Bisnis.com, JAKARTA - Menjelang masa panen raya yakni Maret-April mendatang, harga gabah cenderung mengalami penurunan sehingga merugikan para petani.
Pada saat yang sama, menjelang bulan suci Ramadhan dan Idulfitri, harga bahan pokok pangan, termasuk justru mengalami kenaikan.
Menanggapi isu tersebut, Wakil Presiden RI Ma'ruf Amin menyampaikan bahwa tugas pemerintah menjaga stabilitas harga bahan beras tetap terjangkau masyarakat tetapi tidak merugikan produsen.
"Tugas Bulog itu menyerap [hasil panen] sehingga bisa diantisipasi. Jadi pada saat panen, Bulog akan membeli dengan harga yang ditetapkan," katanya kepada awak media, di Jakarta, Jumat (11/3/2022).
Kepala Badan Pangan Nasional Arief Prasetyo Adi menambahkan, selain membeli hasil panen yang ada dengan harga pantas, Bulog juga memastikan kadar air sesuai standard sehingga bisa disimpan hingga jelang panen kedepannya.
Adapun, dikutip dari laman resmi Serikat Petani Indonesia (SPI), Nilai Tukar Petani (NTP) nasional Februari 2022 sebesar 108,83 atau naik 0,15 persen dibandingkan Januari 2022.

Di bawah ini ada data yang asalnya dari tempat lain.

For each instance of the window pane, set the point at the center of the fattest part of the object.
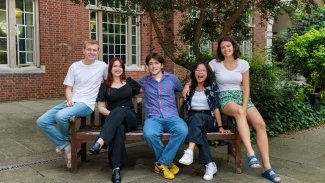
(30, 57)
(117, 29)
(29, 19)
(117, 50)
(111, 49)
(2, 4)
(3, 24)
(19, 4)
(93, 36)
(123, 29)
(105, 58)
(22, 58)
(105, 48)
(105, 38)
(123, 50)
(117, 39)
(124, 58)
(3, 44)
(92, 2)
(3, 58)
(29, 5)
(123, 39)
(110, 39)
(93, 27)
(111, 28)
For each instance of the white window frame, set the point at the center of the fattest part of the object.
(13, 65)
(99, 36)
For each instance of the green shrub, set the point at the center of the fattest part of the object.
(282, 107)
(306, 55)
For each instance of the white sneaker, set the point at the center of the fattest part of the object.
(210, 170)
(187, 158)
(59, 151)
(67, 155)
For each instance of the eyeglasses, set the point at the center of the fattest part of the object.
(200, 70)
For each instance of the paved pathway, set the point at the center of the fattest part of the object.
(26, 155)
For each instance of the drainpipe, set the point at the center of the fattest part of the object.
(268, 36)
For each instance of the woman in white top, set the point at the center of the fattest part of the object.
(232, 76)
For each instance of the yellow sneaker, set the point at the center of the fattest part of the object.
(173, 168)
(163, 171)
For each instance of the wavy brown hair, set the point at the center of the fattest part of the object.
(108, 82)
(236, 53)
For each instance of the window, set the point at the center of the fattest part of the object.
(18, 15)
(118, 34)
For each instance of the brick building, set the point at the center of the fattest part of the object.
(39, 39)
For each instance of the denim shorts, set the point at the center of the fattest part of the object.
(233, 96)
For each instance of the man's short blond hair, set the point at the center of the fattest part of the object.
(90, 41)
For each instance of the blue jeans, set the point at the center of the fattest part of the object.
(60, 116)
(153, 129)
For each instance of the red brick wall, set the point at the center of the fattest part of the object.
(63, 27)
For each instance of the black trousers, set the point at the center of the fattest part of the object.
(117, 123)
(199, 124)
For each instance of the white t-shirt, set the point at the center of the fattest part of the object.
(85, 81)
(199, 101)
(229, 79)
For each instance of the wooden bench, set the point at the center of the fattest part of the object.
(89, 128)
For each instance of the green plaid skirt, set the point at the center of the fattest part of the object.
(233, 96)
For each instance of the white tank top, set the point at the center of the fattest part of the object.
(229, 79)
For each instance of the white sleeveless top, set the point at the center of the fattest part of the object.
(229, 79)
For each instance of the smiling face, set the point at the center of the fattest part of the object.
(155, 67)
(117, 69)
(90, 52)
(201, 73)
(227, 49)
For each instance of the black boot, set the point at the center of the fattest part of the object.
(116, 176)
(95, 148)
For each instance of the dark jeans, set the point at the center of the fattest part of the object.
(199, 123)
(117, 123)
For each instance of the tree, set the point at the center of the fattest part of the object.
(213, 18)
(306, 55)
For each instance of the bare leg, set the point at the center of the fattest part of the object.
(100, 141)
(191, 146)
(235, 110)
(256, 120)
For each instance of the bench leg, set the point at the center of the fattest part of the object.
(83, 152)
(74, 157)
(238, 155)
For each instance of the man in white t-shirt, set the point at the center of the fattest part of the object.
(82, 84)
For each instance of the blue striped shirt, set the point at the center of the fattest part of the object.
(160, 97)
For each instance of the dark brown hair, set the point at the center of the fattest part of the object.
(108, 82)
(236, 53)
(210, 75)
(91, 42)
(155, 56)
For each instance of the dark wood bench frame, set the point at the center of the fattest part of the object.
(89, 130)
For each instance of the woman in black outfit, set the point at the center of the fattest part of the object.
(115, 102)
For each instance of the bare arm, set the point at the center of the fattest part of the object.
(186, 89)
(102, 108)
(246, 90)
(68, 96)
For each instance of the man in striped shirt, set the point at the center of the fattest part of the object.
(162, 115)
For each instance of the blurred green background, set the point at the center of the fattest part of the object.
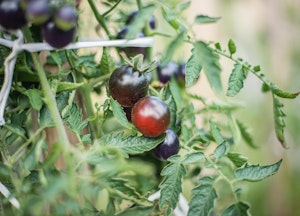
(266, 33)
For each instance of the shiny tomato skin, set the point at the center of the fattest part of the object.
(151, 116)
(169, 147)
(127, 85)
(12, 16)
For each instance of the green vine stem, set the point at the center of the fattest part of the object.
(100, 18)
(49, 97)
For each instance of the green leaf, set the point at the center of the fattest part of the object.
(176, 94)
(16, 129)
(139, 21)
(202, 19)
(204, 58)
(280, 93)
(194, 157)
(120, 114)
(245, 134)
(35, 98)
(202, 200)
(237, 209)
(172, 47)
(170, 100)
(107, 64)
(183, 6)
(67, 86)
(131, 144)
(238, 159)
(231, 47)
(279, 121)
(221, 150)
(256, 172)
(236, 80)
(56, 57)
(171, 17)
(171, 184)
(257, 68)
(33, 156)
(215, 131)
(122, 186)
(136, 211)
(74, 119)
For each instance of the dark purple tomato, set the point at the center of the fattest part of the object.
(12, 16)
(181, 71)
(151, 116)
(56, 37)
(131, 51)
(38, 11)
(166, 72)
(169, 147)
(127, 85)
(127, 111)
(65, 18)
(130, 18)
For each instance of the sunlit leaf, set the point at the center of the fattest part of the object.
(202, 200)
(231, 47)
(279, 121)
(107, 64)
(201, 19)
(139, 21)
(237, 209)
(203, 58)
(246, 135)
(131, 144)
(171, 186)
(236, 80)
(256, 172)
(172, 47)
(283, 94)
(35, 98)
(194, 157)
(238, 159)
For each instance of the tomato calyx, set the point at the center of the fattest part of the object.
(136, 63)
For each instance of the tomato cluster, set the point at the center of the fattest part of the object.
(149, 114)
(58, 23)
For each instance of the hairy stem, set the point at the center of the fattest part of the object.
(100, 18)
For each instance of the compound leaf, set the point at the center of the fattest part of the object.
(279, 121)
(283, 94)
(131, 144)
(236, 80)
(139, 21)
(107, 64)
(231, 47)
(202, 200)
(204, 58)
(35, 98)
(171, 184)
(203, 19)
(256, 172)
(245, 134)
(237, 209)
(236, 158)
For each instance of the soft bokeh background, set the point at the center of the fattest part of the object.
(266, 33)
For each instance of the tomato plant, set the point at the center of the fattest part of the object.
(151, 116)
(122, 134)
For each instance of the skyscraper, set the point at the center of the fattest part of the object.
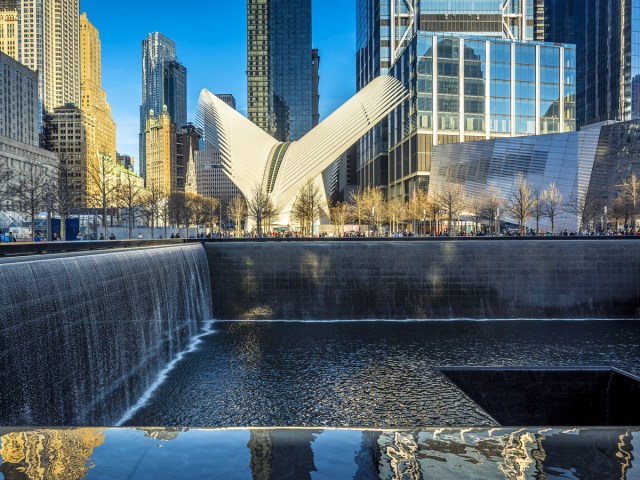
(607, 35)
(94, 98)
(457, 59)
(9, 27)
(210, 178)
(44, 35)
(280, 67)
(159, 61)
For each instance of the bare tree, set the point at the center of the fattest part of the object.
(63, 193)
(205, 209)
(491, 204)
(586, 207)
(130, 196)
(151, 204)
(182, 209)
(307, 207)
(339, 213)
(102, 186)
(358, 206)
(552, 204)
(630, 191)
(474, 207)
(537, 210)
(260, 208)
(396, 213)
(451, 199)
(238, 211)
(7, 183)
(32, 189)
(521, 202)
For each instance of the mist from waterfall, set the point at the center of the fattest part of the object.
(83, 337)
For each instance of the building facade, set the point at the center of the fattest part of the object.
(466, 89)
(18, 101)
(174, 92)
(588, 167)
(280, 68)
(159, 59)
(187, 144)
(386, 28)
(94, 98)
(20, 158)
(126, 161)
(70, 133)
(19, 137)
(211, 181)
(607, 35)
(160, 136)
(48, 41)
(9, 27)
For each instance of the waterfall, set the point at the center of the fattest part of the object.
(83, 336)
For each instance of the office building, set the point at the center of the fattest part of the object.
(71, 134)
(94, 98)
(9, 27)
(126, 161)
(473, 89)
(315, 90)
(18, 101)
(187, 144)
(174, 92)
(280, 68)
(211, 181)
(48, 41)
(608, 50)
(588, 167)
(161, 161)
(159, 59)
(389, 32)
(19, 132)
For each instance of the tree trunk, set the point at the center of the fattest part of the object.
(63, 227)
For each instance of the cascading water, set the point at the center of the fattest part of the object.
(83, 337)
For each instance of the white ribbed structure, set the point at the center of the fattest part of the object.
(247, 150)
(244, 147)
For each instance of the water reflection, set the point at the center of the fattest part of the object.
(48, 454)
(156, 453)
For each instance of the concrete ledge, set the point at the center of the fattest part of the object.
(582, 278)
(38, 248)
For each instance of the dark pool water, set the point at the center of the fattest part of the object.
(319, 454)
(366, 374)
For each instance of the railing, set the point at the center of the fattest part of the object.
(39, 248)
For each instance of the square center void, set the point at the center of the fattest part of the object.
(568, 397)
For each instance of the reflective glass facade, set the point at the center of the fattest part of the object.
(159, 61)
(565, 159)
(373, 58)
(608, 46)
(280, 67)
(472, 89)
(387, 28)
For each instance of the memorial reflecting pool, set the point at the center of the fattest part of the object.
(157, 454)
(366, 375)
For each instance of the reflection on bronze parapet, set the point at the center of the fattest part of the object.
(402, 455)
(49, 454)
(282, 454)
(163, 434)
(516, 454)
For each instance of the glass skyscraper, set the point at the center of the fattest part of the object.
(608, 47)
(164, 82)
(280, 67)
(465, 89)
(385, 31)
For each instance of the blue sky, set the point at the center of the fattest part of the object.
(211, 42)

Data Badan Pusat Statistik (BPS) menunjukkan, kenaikan NTP nasional pada Februari 2022 disebabkan oleh Indeks Harga yang diterima Petani (lt) naik sebesar 0,26 persen, dan lebih tinggi dibandingkan Indeks Harga yang Dikeluarkan Petani (lb) sebesar 0,11 persen.

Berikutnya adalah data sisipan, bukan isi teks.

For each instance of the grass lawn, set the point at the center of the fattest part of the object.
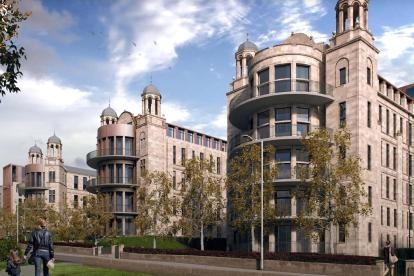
(146, 242)
(67, 269)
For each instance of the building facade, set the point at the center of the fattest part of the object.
(282, 92)
(129, 145)
(46, 178)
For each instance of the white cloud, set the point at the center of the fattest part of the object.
(146, 37)
(295, 16)
(396, 56)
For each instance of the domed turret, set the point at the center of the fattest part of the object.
(151, 100)
(54, 139)
(108, 116)
(35, 149)
(244, 55)
(150, 90)
(247, 46)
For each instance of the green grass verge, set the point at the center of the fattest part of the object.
(67, 269)
(146, 242)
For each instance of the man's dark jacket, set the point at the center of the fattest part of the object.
(41, 239)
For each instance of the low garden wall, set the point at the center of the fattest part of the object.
(270, 265)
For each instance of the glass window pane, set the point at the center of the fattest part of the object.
(303, 129)
(282, 71)
(283, 114)
(302, 114)
(283, 129)
(302, 72)
(263, 118)
(283, 155)
(282, 86)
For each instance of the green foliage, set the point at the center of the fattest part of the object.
(76, 269)
(244, 189)
(201, 197)
(7, 244)
(335, 192)
(10, 53)
(155, 204)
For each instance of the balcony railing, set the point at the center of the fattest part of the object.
(284, 86)
(111, 152)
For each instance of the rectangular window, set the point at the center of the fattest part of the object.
(369, 232)
(52, 176)
(387, 155)
(170, 131)
(342, 76)
(341, 233)
(174, 180)
(52, 196)
(263, 87)
(75, 182)
(183, 156)
(387, 121)
(394, 189)
(387, 187)
(368, 75)
(84, 182)
(395, 217)
(370, 196)
(369, 157)
(394, 124)
(302, 77)
(394, 158)
(369, 114)
(388, 216)
(342, 114)
(189, 136)
(75, 201)
(282, 78)
(263, 124)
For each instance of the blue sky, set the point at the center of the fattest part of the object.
(81, 53)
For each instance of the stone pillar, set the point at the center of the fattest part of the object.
(350, 17)
(361, 17)
(244, 68)
(341, 22)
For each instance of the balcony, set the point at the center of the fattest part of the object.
(94, 185)
(287, 92)
(283, 134)
(93, 158)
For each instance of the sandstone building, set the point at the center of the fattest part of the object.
(282, 92)
(45, 177)
(128, 144)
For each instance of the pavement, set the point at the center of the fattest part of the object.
(155, 267)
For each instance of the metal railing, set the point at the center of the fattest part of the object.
(111, 152)
(284, 86)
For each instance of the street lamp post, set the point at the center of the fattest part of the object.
(261, 199)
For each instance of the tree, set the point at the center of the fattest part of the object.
(10, 53)
(201, 198)
(334, 192)
(156, 205)
(243, 188)
(97, 216)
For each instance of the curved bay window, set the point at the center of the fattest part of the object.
(283, 125)
(282, 78)
(283, 163)
(263, 124)
(263, 86)
(302, 77)
(302, 117)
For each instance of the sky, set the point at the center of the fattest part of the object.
(83, 55)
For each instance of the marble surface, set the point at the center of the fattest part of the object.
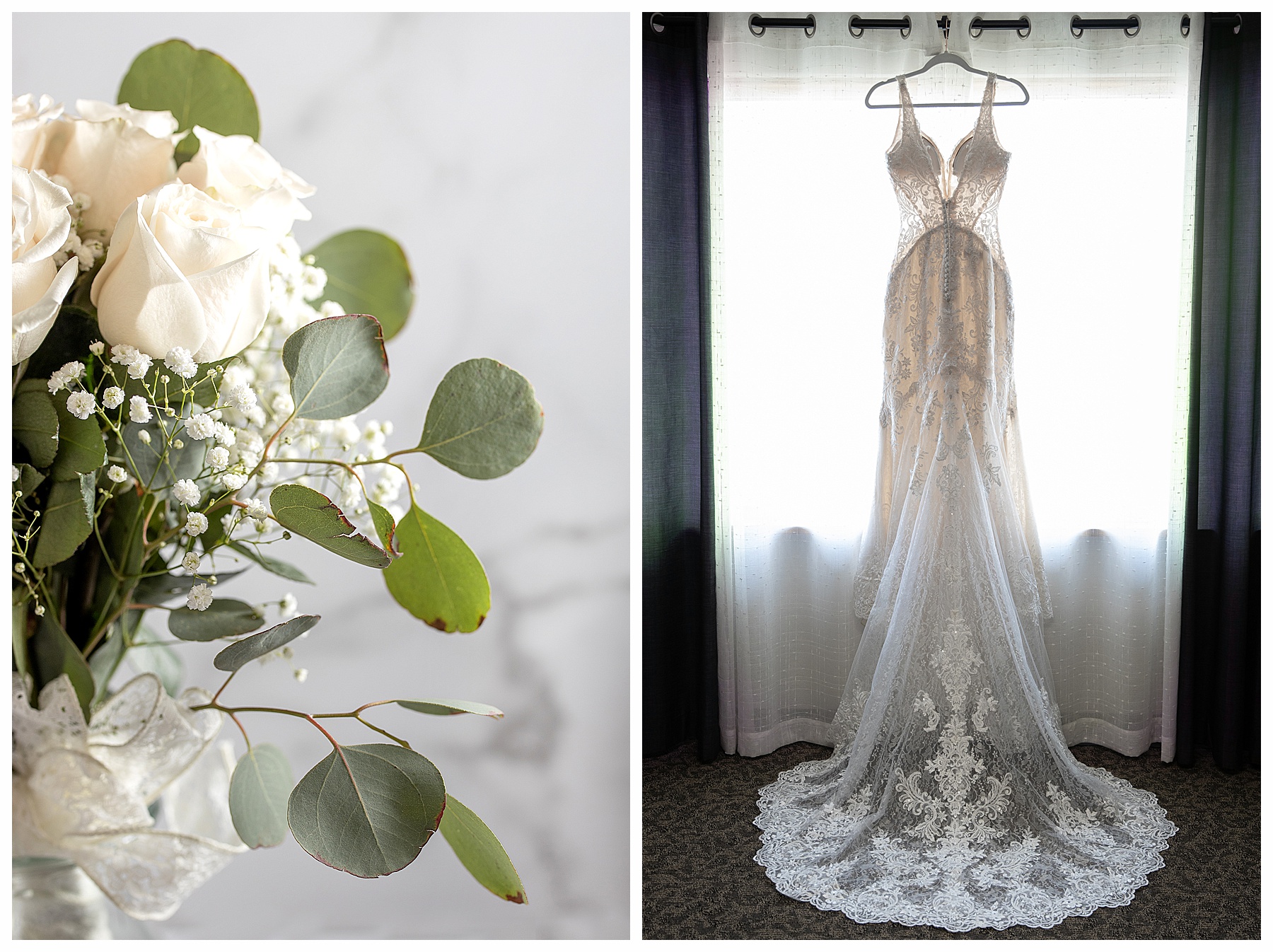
(496, 149)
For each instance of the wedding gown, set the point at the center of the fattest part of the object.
(951, 797)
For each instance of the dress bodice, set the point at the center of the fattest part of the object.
(929, 195)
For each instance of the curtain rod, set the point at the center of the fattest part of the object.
(1131, 25)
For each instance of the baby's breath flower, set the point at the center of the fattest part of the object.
(82, 404)
(181, 363)
(186, 492)
(200, 426)
(200, 597)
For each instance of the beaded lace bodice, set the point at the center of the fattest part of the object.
(951, 797)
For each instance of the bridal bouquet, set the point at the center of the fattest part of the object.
(186, 393)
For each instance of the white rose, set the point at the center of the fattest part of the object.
(184, 272)
(32, 129)
(114, 153)
(236, 170)
(41, 222)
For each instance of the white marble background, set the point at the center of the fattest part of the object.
(496, 149)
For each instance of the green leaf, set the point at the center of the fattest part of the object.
(383, 522)
(262, 643)
(310, 513)
(28, 480)
(437, 578)
(68, 340)
(445, 707)
(81, 446)
(367, 810)
(195, 86)
(66, 521)
(337, 366)
(149, 657)
(480, 852)
(157, 590)
(35, 422)
(368, 274)
(52, 654)
(259, 796)
(19, 630)
(157, 468)
(224, 617)
(270, 564)
(483, 420)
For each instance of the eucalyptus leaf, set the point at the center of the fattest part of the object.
(81, 446)
(483, 420)
(480, 852)
(437, 578)
(28, 479)
(383, 521)
(224, 617)
(66, 340)
(367, 810)
(65, 522)
(52, 654)
(195, 86)
(270, 564)
(148, 657)
(368, 274)
(35, 422)
(259, 796)
(337, 366)
(310, 513)
(446, 707)
(262, 643)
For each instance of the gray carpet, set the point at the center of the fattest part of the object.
(700, 881)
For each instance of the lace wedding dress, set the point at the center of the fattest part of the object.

BPS juga mencatat selama Februari 2022, dua subsektor NTP mengalami penurunan yakni subsektor tanaman pangan sebesar 0,43 persen dan peternakan 1,02 persen.
Menyikapi hal tersebut, Sekretaris Umum Dewan Pengurus Pusat (DPP) Serikat Petani Indonesia (SPI), Agus Ruli Ardiansyah menyebutkan, pemerintah harus mengantisipasi penurunan NTP khususnya di subsektor tanaman pangan dan hortikultura.
“Untuk subsektor tanaman pangan ke depannya cenderung akan menurun. Di beberapa wilayah sentra seperti Jawa Timur dan Jawa Tengah, saat ini beberapa sudah panen. Laporan dari anggota SPI di wilayah-wilayah tersebut, harga gabah di kisaran Rp4.000 per kg bahkan ada yang menyentuh Rp3.800 per kg. Hal ini harus menjadi perhatian karena sudah di bawah HPP yang ditetapkan oleh pemerintah,” tuturnya.
Penurunan NTP subsektor tanaman pangan diakibatkan turunnya indeks harga yang diterima petani pada kelompok penyusun, yaitu kelompok padi (0,38 persen) dan kelompok palawija, khususnya jagung (0,45 persen).
Penurunan harga di tingkat petani tersebut, menurut Agus Ruli, merupakan persoalan klasik yang terus-terusan terulang.
"Seperti yang sudah-sudah, menuju panen raya kecenderungannya harga gabah akan ikut turun juga. Oleh karena itu, pemerintah harus merespon cepat, segera operasi pasar untuk menyerap gabah agar harga naik sesuai dgn HPP. Bulog dan Badan Pangan Nasional harus segera bergerak,” ujarnya.